The Justice Ministry awarded President Jair Bolsonaro Brazil’s “medal of indigenous merit” Wednesday, drawing criticism for granting the honor to a leader that indigenous groups accuse of “genocide” and “ecocide.”
Justice Minister Anderson Torres awarded the medal to Bolsonaro and 25 other honorees “in recognition of their significant altruistic service for the well-being, protection and defense of indigenous communities,” said a decree published in the official gazette.
Torres also granted the medal to himself, Agriculture Minister Tereza Cristina, Infrastructure Minister Tarcisio Gomes and Defense Minister Walter Braga Netto.

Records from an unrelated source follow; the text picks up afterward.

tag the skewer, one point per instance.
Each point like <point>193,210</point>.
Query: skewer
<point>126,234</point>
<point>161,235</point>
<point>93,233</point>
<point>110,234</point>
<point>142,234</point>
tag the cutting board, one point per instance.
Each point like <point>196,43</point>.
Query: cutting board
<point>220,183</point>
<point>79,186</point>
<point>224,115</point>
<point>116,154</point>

The announcement drew sharp criticism from indigenous leaders and allies, many of whom accuse Bolsonaro of trying to force native peoples from their lands, promoting environmental destruction and allowing rampant deforestation in the Amazon rainforest, home to many indigenous groups.
“Absurd,” tweeted Sonia Guajajara, national coordinator of the Association of Brazil’s Indigenous Peoples (APIB).
“As if all the reversals we’ve had weren’t enough, this barbaric dis-government has now added another: a medal of merit for Jair Bolsonaro and his allies for their ‘significant’ services to indigenous peoples.”
She said her organization would go to court to block the decree.
The Congressional Environmental Front, a legislative bloc often opposed to Bolsonaro, said its leader, lower-house Deputy Alessandro Molon, had filed a motion in Congress to annul the decree.
“It is outrageous that the same government that is trying to legalize mining on indigenous lands, putting these persecuted and mistreated peoples’ very existence at risk, has the nerve to grant itself medals of ‘merit’ for all the ill it has done,” Molon said in a statement.
Indigenous groups have staged massive protests against Bolsonaro since the far-right president took office in 2019 over his push to restrict the creation of new indigenous reservations, a surge in deforestation and fires in the Amazon, and his bid to legalize mining on their lands.
APIB brought a case against Bolsonaro before the International Criminal Court last year for his “anti-indigenous policies,” accusing him of “genocide” and “ecocide.”
Brazil is home to around a million indigenous people, about 0.5 percent of the population.
The medal of indigenous merit had traditionally been awarded to academics such as anthropologist Darcy Ribeiro or indigenous leaders such as iconic chief and environmentalist Raoni Matuktire.